Running out of memory unreliably

mld284 · December 11, 2017, 9:56pm

Hi Pytorch,
I’m trying to train a sequence to sequence VAE, and I keep running out of memory at strange times. Is there any profiling or could there be a reason for this? My sense is that the amount of memory used would scale linearly with the length of the sequence (I have a batch size of one). After i generate my new sequence S’ (of size n x d), I create a pairwise distance matrix of size n x n, but after a few minibatches I run out of memory doing this. I have 16GB of VRAM, but whats more, It routinely seems to fail on sequences that are shorter than previous sequences which ran successfully. Going over my logs it did not run out of memory on a sequence of 1632x1632 but did just fail on a sequence of 1504x1504. What, if anything, could be going on here? I’m happy to provide more details of my implementation if that would help, but it is a straightforward VAE whose encoders and decoders are both based on LSTMs.
Is there a best practice for this sort of thing, managing GPU memory? I guess it’s leaking GPU memory somehow, or something else strange is afoot. Is anyone aware of a profiling tool for this sort of thing? Or am I making a mistake elsewhere?

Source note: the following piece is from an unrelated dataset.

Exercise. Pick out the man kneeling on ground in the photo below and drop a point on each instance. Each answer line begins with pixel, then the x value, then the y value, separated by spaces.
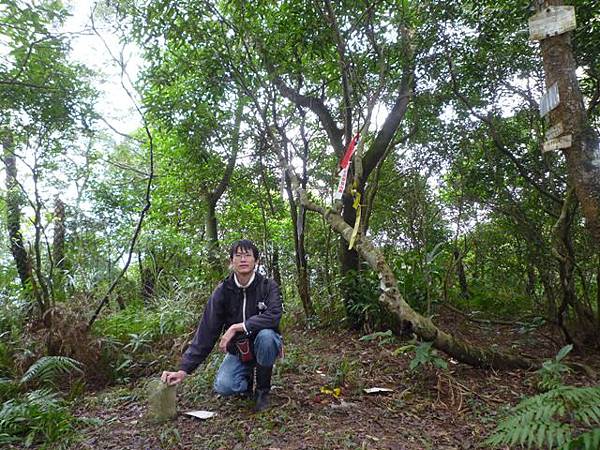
pixel 248 306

smth · December 12, 2017, 3:32am

without looking at code it’s hard to tell if there’s a silly bug. The most common such error is if you are summing the loss across timesteps, like this:

for epoch in range(epocs):
    for ... in dataset:
        err = criterion(model(input), target)
        loss += err  #### WRONG, it holds onto the entire graph that `err` was computed from
        loss += err.data[0]  #### CORRECT, just gets the loss' scalar value
        print(loss)
        ...

mld284 · December 19, 2017, 6:29pm

Thanks for the help. I can’t say for sure what was going on but it may have been due to how I had my module set up (i also rebuilt from the latest source and updated cudnn). Basically I had a VAE with submodules encoder and decoder, and the VAE did the reparameterizing stuff and took care of other training boilerplate. After I moved everything to one monolithic module it seems to not be leaking memory anymore.
Or, the memory is ballooning but at a smaller rate, so that I can actually get through an epoch.